# Johnson's Beach 4/20 and 4/21



## Drone82 (Jun 22, 2009)

Went out this weekend hoping to catch a shark. Put 4 lines in the water using cut mullet. My buddy got a bite, and while he was reeling in, so did I. As soon as I set the hook, the fish started running and took 3/4 of my line! I was worried because it was on my surf rod that had 10lb mono with a small circle hook. Hadn't counted on hooking a submarine on that pole! He got his in, around 38'' redfish. I fought my monster for 45 minutes, babying it the whole time. It ran me 100 yards down the beach and back before I finally landed this sucker! 50'' redfish, 65 lbs. The pictures really don't do it justice. Also got 2 small bullsharks that night. Best night in a long time for us! 

Sunday night was a complete opposite! 2 catfish and one bluefish.


----------



## LUNDY (Aug 23, 2012)

congrats on the nice fish! 65 lbs?


----------



## Drone82 (Jun 22, 2009)

Yep! Sucker was heavy! Never in my life have a caught a red that big. It was a blast.


----------



## HighCotton (Oct 2, 2007)

Well done, sir! Might be just a bit heavy on your lbs, though ... 30#'s? Good fish by any account. Thanks for the report.


----------



## Drone82 (Jun 22, 2009)

Lol, maybe a tad. It was a beast for sure!


----------



## MoganMan (Feb 24, 2013)

That's a red! I need to start surf fishing for those suckers, they put our bob syke reds to shame


----------



## Drone82 (Jun 22, 2009)

I had NEVER caught a red in the surf before Sat night. Guess I made up for it all in one fish!


----------



## MoganMan (Feb 24, 2013)

Seems like it! I have only caught one red in the surf so far and it fought like a champ even though it was only 35 inches


----------



## J0nesi (Jun 22, 2011)

thats awesome


----------



## xxxxxxxxxxxxxxxxxxxxxxxfish4fun (Oct 22, 2007)

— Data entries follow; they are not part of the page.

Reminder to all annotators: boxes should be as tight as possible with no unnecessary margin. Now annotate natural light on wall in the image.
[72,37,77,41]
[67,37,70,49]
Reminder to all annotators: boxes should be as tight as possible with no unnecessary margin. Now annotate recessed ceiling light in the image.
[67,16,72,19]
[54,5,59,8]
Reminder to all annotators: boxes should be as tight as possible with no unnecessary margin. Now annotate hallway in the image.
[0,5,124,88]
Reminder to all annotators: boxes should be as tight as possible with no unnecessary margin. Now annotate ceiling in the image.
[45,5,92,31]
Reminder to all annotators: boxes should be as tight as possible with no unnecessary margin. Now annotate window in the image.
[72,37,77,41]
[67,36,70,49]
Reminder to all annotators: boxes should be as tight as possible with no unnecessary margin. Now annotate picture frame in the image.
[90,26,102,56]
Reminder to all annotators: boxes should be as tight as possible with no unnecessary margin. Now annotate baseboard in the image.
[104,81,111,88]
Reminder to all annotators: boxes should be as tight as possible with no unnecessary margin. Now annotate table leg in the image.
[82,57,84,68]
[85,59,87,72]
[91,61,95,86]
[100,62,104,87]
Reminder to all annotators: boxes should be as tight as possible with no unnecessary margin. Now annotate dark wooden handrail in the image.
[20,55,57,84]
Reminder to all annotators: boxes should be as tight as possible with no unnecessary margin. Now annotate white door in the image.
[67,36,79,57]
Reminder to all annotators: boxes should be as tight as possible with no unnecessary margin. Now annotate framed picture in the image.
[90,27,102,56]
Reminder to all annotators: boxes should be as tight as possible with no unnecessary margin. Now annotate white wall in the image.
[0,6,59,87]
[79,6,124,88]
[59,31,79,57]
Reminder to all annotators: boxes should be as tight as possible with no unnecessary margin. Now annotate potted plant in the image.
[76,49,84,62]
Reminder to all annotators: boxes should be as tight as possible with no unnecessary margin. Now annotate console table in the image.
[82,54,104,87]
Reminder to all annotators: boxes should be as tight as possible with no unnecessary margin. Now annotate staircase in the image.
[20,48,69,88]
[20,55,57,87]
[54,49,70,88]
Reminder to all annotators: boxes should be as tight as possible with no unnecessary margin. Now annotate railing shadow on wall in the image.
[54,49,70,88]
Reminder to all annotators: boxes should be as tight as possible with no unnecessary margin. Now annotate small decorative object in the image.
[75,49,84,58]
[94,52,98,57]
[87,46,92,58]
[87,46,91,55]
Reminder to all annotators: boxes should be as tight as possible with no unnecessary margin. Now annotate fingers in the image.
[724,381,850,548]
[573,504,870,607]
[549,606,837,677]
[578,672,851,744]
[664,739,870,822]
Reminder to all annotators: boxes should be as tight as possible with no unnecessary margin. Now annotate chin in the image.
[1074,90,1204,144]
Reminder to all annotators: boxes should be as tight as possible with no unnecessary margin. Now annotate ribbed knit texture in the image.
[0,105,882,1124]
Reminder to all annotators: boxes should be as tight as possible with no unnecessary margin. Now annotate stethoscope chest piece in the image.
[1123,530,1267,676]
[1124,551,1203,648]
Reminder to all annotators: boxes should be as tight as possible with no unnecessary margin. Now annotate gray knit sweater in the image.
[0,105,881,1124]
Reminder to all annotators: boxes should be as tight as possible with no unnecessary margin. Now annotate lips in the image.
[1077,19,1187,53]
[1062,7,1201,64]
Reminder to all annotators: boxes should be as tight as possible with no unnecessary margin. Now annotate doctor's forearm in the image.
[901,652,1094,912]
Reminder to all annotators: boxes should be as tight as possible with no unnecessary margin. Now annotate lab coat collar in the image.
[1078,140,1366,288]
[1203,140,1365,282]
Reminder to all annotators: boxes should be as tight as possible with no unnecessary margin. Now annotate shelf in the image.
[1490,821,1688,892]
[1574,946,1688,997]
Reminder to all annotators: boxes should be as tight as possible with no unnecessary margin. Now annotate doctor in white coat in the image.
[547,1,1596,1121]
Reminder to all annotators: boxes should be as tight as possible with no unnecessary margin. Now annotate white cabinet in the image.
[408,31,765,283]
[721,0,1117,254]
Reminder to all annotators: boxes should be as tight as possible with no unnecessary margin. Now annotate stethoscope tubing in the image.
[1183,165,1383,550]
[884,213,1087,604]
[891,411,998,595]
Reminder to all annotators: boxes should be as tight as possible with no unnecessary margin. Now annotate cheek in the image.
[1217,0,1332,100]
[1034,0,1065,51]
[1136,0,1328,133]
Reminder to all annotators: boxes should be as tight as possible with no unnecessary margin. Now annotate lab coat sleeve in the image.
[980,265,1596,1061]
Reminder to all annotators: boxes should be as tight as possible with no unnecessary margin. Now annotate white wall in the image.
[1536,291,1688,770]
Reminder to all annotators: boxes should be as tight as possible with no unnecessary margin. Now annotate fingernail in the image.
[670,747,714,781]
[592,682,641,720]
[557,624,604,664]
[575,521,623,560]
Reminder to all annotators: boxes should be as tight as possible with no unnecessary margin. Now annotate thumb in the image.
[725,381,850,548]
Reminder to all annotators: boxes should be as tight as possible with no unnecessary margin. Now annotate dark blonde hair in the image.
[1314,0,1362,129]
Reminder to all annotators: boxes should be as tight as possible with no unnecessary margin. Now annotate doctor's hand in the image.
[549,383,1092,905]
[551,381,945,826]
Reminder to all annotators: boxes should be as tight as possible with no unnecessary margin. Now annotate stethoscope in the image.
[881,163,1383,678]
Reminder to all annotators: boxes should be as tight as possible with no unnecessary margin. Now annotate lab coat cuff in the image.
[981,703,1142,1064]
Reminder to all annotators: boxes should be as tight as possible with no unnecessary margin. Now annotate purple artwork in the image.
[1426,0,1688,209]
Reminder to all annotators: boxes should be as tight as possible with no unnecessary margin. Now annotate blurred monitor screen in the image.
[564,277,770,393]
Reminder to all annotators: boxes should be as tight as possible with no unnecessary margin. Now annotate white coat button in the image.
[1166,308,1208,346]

dang,sweet,tried this weekend and only got catfish


----------



## Drone82 (Jun 22, 2009)

Yea. Tried the same spot the next night and it was WAY more rough. I had a spider weight on me which held good but the other lines got caught in the current.


----------



## Drone82 (Jun 22, 2009)

Well, tried again last night. Strong wind out of the east, but not as rough as Sunday night. Started catching catfish, 7 total I think. Then I hooked into 35'' of redfish. Sorry, no pics.


----------



## kilroy1117 (Mar 11, 2013)

Hell, at least JB is starting to heat up. This is good news.


----------



## Drone82 (Jun 22, 2009)

Yea, no doubt. Went again on Monday night and caught a 35 incher. Never had this kinda redfish luck out there.


----------



## kilroy1117 (Mar 11, 2013)

I will probably be out there, weather permitting, Sunday early a.m.


----------



## ThaFish (Feb 27, 2013)

Great fish man, but if it was 65 pounds you would have shattered the Florida state record, which is currently 52 lbs. 5 oz. Haha. Either way, it's a monster.


----------



## pcolasoldier31 (Apr 18, 2012)

man that's a pig of a red fish....nice catch


----------